このプログラムで、パートナーとなるSI関連企業は、デジオンから「DiXiM SDK」「DiXiM HAK」の提供を受け、これら開発キットをもとにデジタル家電機器向けのソフトウェアを開発し、家電メーカーに納入します。これまで、「DiXiM」をベースにしたデジタル家電機器向けソフトウェアの開発はデジオンが行い、家電メーカーに直接提供してきましたが、今回のプログラムによって、ソフトウェア開発を複数のパートナー企業が行うようになるため、ホームネットワークに対応したデジタル家電機器の開発・製品化に拍車がかかることが期待されます。
今回のプログラムのパートナーは、「インテグレーションパートナー」と、「プラットフォームパートナー」の2つに分かれます。インテグレーションパートナーは、DiXiMの各開発キットを使って家電機器向けソフトウェアを開発するものです。プラットフォームパートナーは、開発キットを使ったソフトウェア開発と合わせて、DiXiM の開発キットが現在非対応の、μITRONやVxWorksといったプラットフォームへのポーティング(開発)まで行います。
いずれも、家電メーカーとの取引やデジタル家電への組込ソフトウェア開発の実績があること、具体的な開発案件の見込みがあることがパートナープログラム参加の条件です。初期費用やプログラム参加費用、更新費用、DiXiM SDKの提供費用などは現時点では不要で、業務を委託する家電メーカーから得るDiXiMのライセンス料から所定の割合をデジオンに支払います。パートナーは、このほか、デジオン相互接続検証ラボの特別価格での利用や、製品ロゴマークの使用などの特典を受けることができます。

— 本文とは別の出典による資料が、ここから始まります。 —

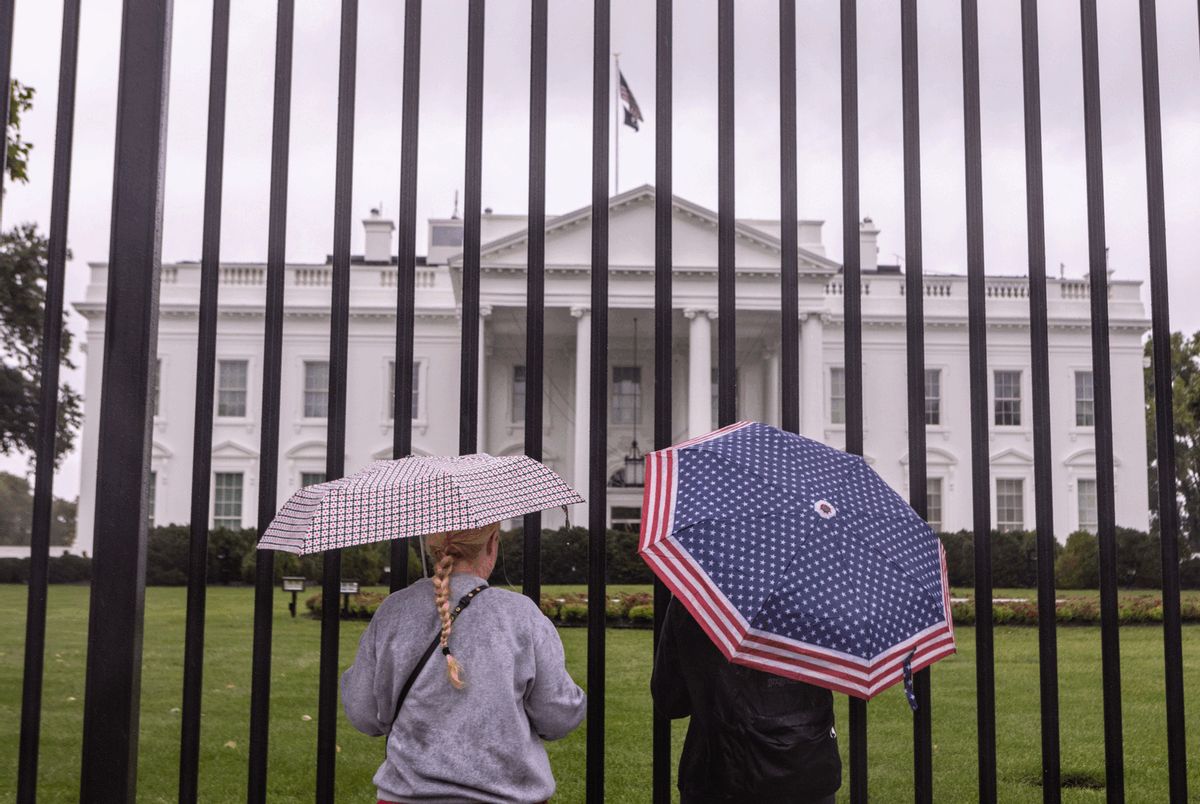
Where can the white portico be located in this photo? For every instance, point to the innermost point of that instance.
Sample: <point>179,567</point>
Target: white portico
<point>568,322</point>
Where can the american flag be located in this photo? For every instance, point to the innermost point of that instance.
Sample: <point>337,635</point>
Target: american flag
<point>797,558</point>
<point>633,112</point>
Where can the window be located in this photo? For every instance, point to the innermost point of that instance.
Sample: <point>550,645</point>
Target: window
<point>627,519</point>
<point>391,389</point>
<point>154,381</point>
<point>227,499</point>
<point>519,391</point>
<point>1009,504</point>
<point>1085,400</point>
<point>838,396</point>
<point>232,388</point>
<point>1008,399</point>
<point>316,389</point>
<point>934,503</point>
<point>447,234</point>
<point>627,394</point>
<point>151,495</point>
<point>714,394</point>
<point>933,396</point>
<point>1089,514</point>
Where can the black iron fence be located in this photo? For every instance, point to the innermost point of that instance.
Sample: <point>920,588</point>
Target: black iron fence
<point>114,646</point>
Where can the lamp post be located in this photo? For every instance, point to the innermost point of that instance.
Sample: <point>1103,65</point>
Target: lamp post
<point>635,463</point>
<point>294,585</point>
<point>348,588</point>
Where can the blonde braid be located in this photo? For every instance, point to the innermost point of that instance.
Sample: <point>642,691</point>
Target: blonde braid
<point>442,600</point>
<point>453,547</point>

このプログラムによって、プラットフォームパートナーがDiXiM の開発キットを使って様々なプラットフォーム対応を進めることで、DiXiMをベースに相互接続するデジタル家電をより一層増やすことにもつながります。デジタル家電メーカーにとっては、OSやCPUなど開発プラットフォームに長けたソフトウェア開発会社に発注できるため、低コストでタイミングよく機器を市場投入することができます。パートナーにとっても、ライセンス料のみで開発できるためリスクを負うことなく、これから普及が見込まれるホームネットワーク技術開発を行うことができるようになります。

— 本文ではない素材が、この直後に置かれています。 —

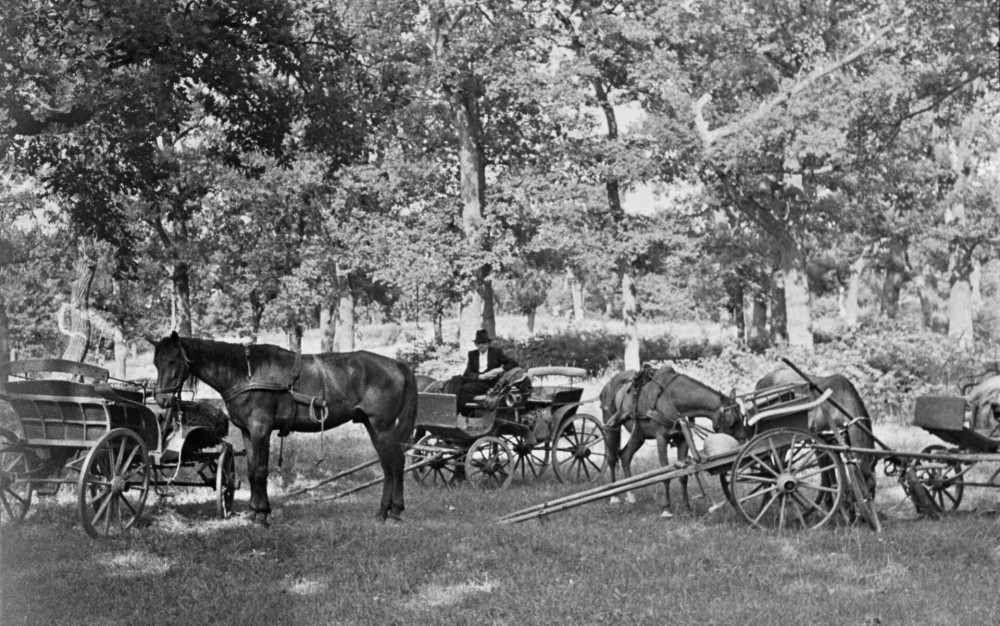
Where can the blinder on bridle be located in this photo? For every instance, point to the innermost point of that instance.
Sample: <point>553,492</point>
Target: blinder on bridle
<point>184,371</point>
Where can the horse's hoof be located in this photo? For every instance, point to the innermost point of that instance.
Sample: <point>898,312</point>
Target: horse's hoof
<point>260,520</point>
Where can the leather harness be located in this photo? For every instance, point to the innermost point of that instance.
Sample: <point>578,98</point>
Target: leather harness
<point>317,405</point>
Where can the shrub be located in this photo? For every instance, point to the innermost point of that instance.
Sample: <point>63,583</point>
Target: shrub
<point>597,351</point>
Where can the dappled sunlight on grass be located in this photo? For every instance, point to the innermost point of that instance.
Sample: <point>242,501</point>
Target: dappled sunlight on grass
<point>442,595</point>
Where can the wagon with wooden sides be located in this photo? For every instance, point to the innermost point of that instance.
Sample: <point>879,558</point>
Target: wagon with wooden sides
<point>509,435</point>
<point>789,473</point>
<point>81,427</point>
<point>786,474</point>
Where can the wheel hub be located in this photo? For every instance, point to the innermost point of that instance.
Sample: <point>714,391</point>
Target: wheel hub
<point>787,483</point>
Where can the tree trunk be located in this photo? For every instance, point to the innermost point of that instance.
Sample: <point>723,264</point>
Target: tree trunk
<point>852,309</point>
<point>576,290</point>
<point>960,313</point>
<point>472,192</point>
<point>182,298</point>
<point>757,332</point>
<point>121,353</point>
<point>930,299</point>
<point>779,317</point>
<point>470,318</point>
<point>256,314</point>
<point>346,318</point>
<point>798,317</point>
<point>630,315</point>
<point>439,326</point>
<point>489,307</point>
<point>293,335</point>
<point>327,328</point>
<point>78,309</point>
<point>737,314</point>
<point>976,283</point>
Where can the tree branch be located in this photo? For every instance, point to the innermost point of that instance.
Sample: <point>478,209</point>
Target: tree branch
<point>710,136</point>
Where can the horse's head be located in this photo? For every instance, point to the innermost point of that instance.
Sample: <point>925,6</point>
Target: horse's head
<point>730,418</point>
<point>172,368</point>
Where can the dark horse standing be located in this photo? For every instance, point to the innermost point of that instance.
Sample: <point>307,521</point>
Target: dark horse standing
<point>267,388</point>
<point>662,401</point>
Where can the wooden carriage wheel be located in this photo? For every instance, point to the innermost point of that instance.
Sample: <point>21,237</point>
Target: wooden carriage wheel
<point>579,451</point>
<point>16,461</point>
<point>114,483</point>
<point>942,479</point>
<point>781,480</point>
<point>863,500</point>
<point>489,463</point>
<point>225,482</point>
<point>530,460</point>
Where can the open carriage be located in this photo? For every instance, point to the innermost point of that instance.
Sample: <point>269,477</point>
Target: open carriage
<point>79,426</point>
<point>509,436</point>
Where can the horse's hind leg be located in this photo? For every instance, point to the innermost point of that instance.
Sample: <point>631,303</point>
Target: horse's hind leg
<point>662,447</point>
<point>613,440</point>
<point>635,441</point>
<point>682,455</point>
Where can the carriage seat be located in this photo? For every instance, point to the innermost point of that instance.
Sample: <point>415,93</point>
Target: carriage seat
<point>510,391</point>
<point>945,417</point>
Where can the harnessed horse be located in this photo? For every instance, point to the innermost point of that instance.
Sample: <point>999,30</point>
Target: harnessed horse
<point>827,417</point>
<point>267,388</point>
<point>654,404</point>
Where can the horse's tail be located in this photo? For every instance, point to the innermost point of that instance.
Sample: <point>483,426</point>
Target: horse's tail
<point>406,419</point>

デジオンは、開発資源をコア技術の開発に集中でき、ホームネットワーク市場の牽引役として、新しい技術を取り入れたDiXiMの早期開発が可能となります。
デジオンは、デジタル家電機器の相互接続性を検証するためのデジオン相互接続検証ラボの開設(2005年1月5日発表)、カスタマーによる製品開発を容易にするリファレンスハードウェアとソフトウェアから構成される「DiXiM HAK」製品の提供(2005年5月30日発表)と合わせ、今回のDiXiMデベロップメント・パートナープログラムの開始により、開発環境一式を、ソフトウェア開発会社に提供できることになります。このことによって、ホームネットワークのデジタル家電機器において、DiXiM技術の採用がより弾みがつくものと期待しています。

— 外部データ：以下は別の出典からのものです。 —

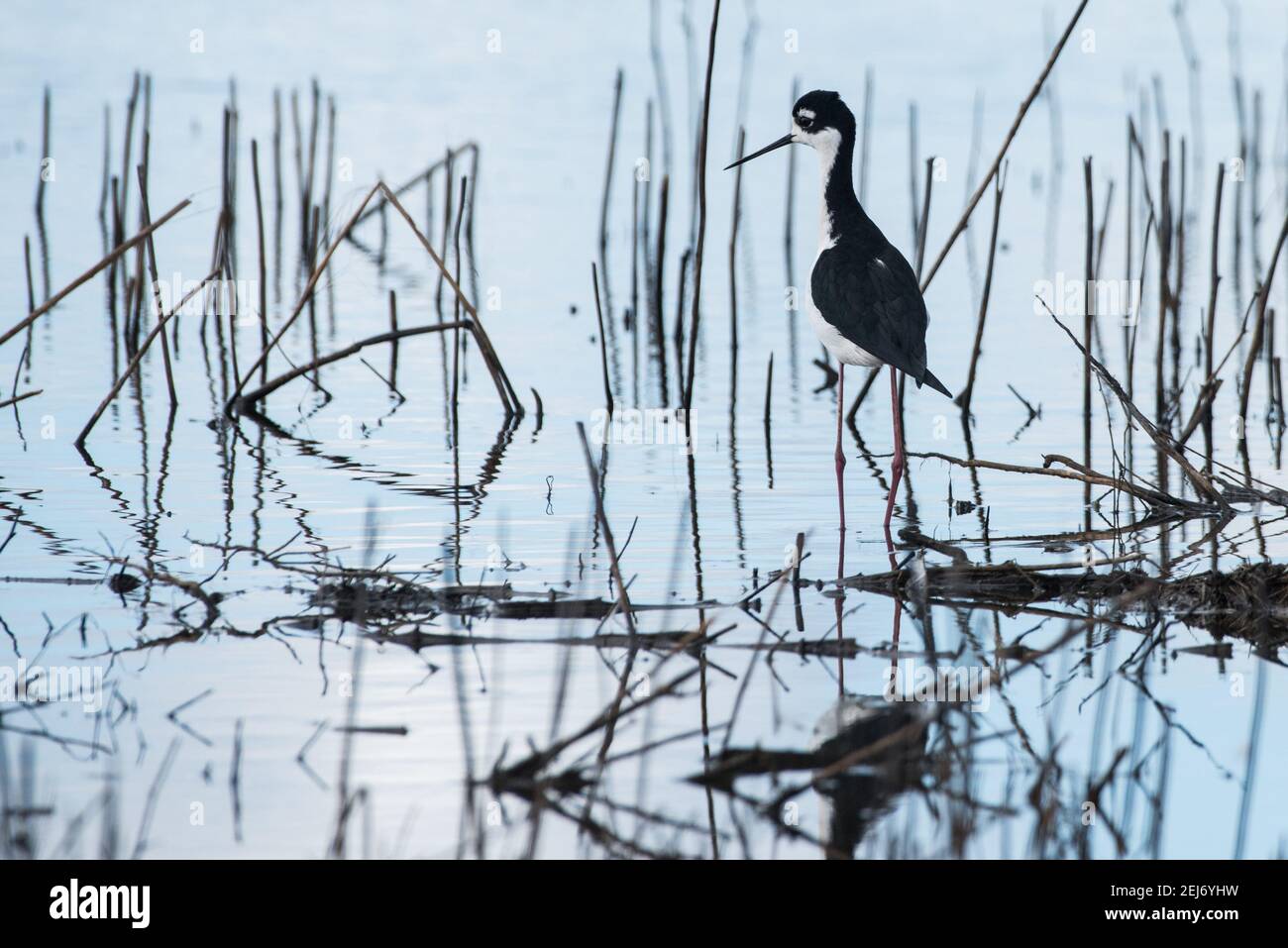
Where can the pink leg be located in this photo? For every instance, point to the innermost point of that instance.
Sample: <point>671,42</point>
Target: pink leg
<point>897,467</point>
<point>840,458</point>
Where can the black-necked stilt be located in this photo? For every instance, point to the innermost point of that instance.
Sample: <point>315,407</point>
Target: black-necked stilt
<point>864,301</point>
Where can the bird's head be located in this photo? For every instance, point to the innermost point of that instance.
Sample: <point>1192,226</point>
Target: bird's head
<point>819,119</point>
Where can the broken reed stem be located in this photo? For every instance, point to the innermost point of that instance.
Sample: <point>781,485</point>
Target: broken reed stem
<point>1087,309</point>
<point>608,163</point>
<point>116,253</point>
<point>44,155</point>
<point>426,176</point>
<point>658,287</point>
<point>769,386</point>
<point>603,344</point>
<point>702,210</point>
<point>1070,472</point>
<point>509,399</point>
<point>299,305</point>
<point>965,395</point>
<point>1006,143</point>
<point>733,248</point>
<point>250,398</point>
<point>263,265</point>
<point>138,357</point>
<point>153,273</point>
<point>1210,317</point>
<point>7,402</point>
<point>456,309</point>
<point>922,223</point>
<point>1164,443</point>
<point>623,601</point>
<point>1258,327</point>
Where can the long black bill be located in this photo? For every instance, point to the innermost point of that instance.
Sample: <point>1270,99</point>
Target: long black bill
<point>780,143</point>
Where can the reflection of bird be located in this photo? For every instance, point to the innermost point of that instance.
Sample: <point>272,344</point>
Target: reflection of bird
<point>864,301</point>
<point>853,800</point>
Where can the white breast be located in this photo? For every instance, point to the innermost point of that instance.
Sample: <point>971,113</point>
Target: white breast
<point>846,352</point>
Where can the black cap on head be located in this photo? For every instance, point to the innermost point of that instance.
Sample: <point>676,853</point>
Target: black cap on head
<point>822,110</point>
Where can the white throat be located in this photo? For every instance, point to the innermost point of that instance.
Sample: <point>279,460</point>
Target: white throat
<point>827,143</point>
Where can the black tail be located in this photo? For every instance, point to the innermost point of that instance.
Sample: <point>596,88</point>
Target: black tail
<point>928,378</point>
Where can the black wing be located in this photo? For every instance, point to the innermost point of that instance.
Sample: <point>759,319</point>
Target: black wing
<point>872,299</point>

現在、数社とパートナー契約を進めております。本日までに契約を締結したエルミック・ウェスコム株式会社と株式会社シーイーシーからのコメントをご紹介いたします。
DiXiMは、ネットワーク上にあるデジタル家電やPCをコントロールして、コンテンツが保存されている場所や機器を意識せずに音楽やビデオを楽しめるようにするソフトウェアソリューションです。「UPnP」「UPnP AV」といった標準規格と「DLNAガイドライン」にも対応。これまで、NECや富士通、シャープ、ソニーといったメーカー製PCやメディアレシーバー機器とシャープのネットワーク対応テレビなどにDiXiM技術を提供しています。